Накануне, поздно вечером, удалось немного поговорить с Федором, чтобы скоротать время и позабыть о собственной боли, поддерживая друг друга и спасая от свалившегося одиночества, укутанного темнотой ночи.
Оказалось, что Федор старше Петра всего на два года. Родом он из Чернобыля, что недалеко от Киева. С детства помогал отцу, работающему в рыболовной артели, да так прикипел к воде, что даже поступал в мореходное училище, но не осилил экзамены. А когда в военкомате предложили пойти служить во флот, согласился не раздумывая. Правда, бороздить моря и океаны не получилось, так как попал Федор в речную флотилию, но это особо не расстраивало, тем более что он очень любил могучий Днепр и гладкую величавую Припять. Перед тем как в сентябре 1939 года государство Польша было разделено между СССР и Германией, польский речной военный флот, не успевший добраться из Припяти через каналы в Вислу, частично был затоплен, а частично просто брошен экипажами. В результате Советский Союз стал обладателем нескольких добротных военных кораблей, специально построенных для ведения боевых действий в условиях рек и каналов. Федору выпало нести службу на одном из речных мониторов, который у поляков назывался «Кракув», а потом, после ремонта и восстановления, вошел в состав советского флота под именем «Смоленск». До этого Федор плавал на небольшом бронекатере, так что новый корабль показался ему просто огромным. 24 октября 1939 года «Смоленск» вошел в состав Днепровской военной флотилии, а уже с 17 июля 1940 года был зачислен в Пинскую флотилию.
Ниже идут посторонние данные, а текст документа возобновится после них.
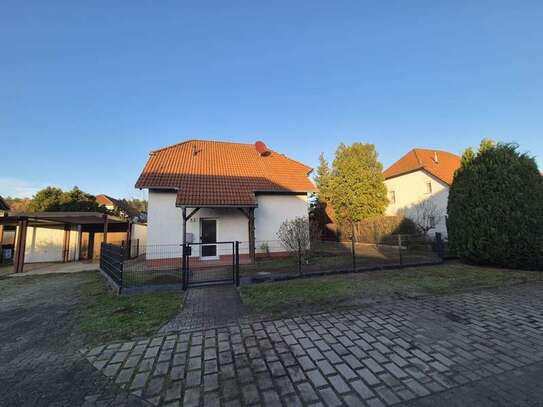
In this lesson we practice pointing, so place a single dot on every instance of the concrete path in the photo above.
(207, 307)
(35, 269)
(483, 348)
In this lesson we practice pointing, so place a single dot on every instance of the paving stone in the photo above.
(398, 353)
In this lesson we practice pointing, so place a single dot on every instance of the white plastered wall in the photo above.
(165, 223)
(410, 190)
(47, 244)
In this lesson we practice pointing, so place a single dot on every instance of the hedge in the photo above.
(495, 210)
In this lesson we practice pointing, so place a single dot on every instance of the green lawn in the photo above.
(107, 317)
(334, 291)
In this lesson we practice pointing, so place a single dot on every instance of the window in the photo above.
(428, 187)
(392, 197)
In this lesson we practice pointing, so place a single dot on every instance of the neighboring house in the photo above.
(119, 206)
(418, 186)
(219, 191)
(7, 235)
(4, 207)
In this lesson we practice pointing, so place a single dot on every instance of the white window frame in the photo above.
(428, 187)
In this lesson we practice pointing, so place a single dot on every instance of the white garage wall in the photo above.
(44, 244)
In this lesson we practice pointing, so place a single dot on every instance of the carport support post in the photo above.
(353, 247)
(128, 239)
(183, 261)
(105, 228)
(66, 243)
(20, 246)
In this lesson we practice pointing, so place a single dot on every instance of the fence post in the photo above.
(400, 248)
(440, 249)
(299, 257)
(121, 266)
(184, 268)
(237, 263)
(353, 250)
Перед самой войной корабль прошел модернизацию, на него установили новые пушки, заряжающим одной из которых стал Федор.
Войну они встретили в Пинске, на базе. По приказу рванули было по каналу в сторону Кобрина, на помощь отступающим войскам, но один из шлюзов оказался открытым, вода стала быстро убывать, так что еле успели ускользнуть. И то, спасла смекалка. Быстро развернули несколько барж поперек канала и открыли люки, затопив их. Тем самым получилась небольшая плотина, задержавшая падение уровня воды. А иначе пришлось бы сидеть на мели, словно выброшенные на берег рыбы. Покидали опасное место, имея всего десять сантиметров воды под килем.
– Главный гидрограф флотилии, молодец мужик, моментально сообразил, что делать нужно. Слава богу, под рукой эти старые лоханки оказались. На них зерно в Германию отправляли. Не отдавать же теперь все это немцам. Гидрограф с нашим старшиной вдвоем на полуглиссере баржи поставили как надо и подорвали. Так со всем добром и утопили, – с гордостью в голосе говорил Федор, будто он сам придумал этот план.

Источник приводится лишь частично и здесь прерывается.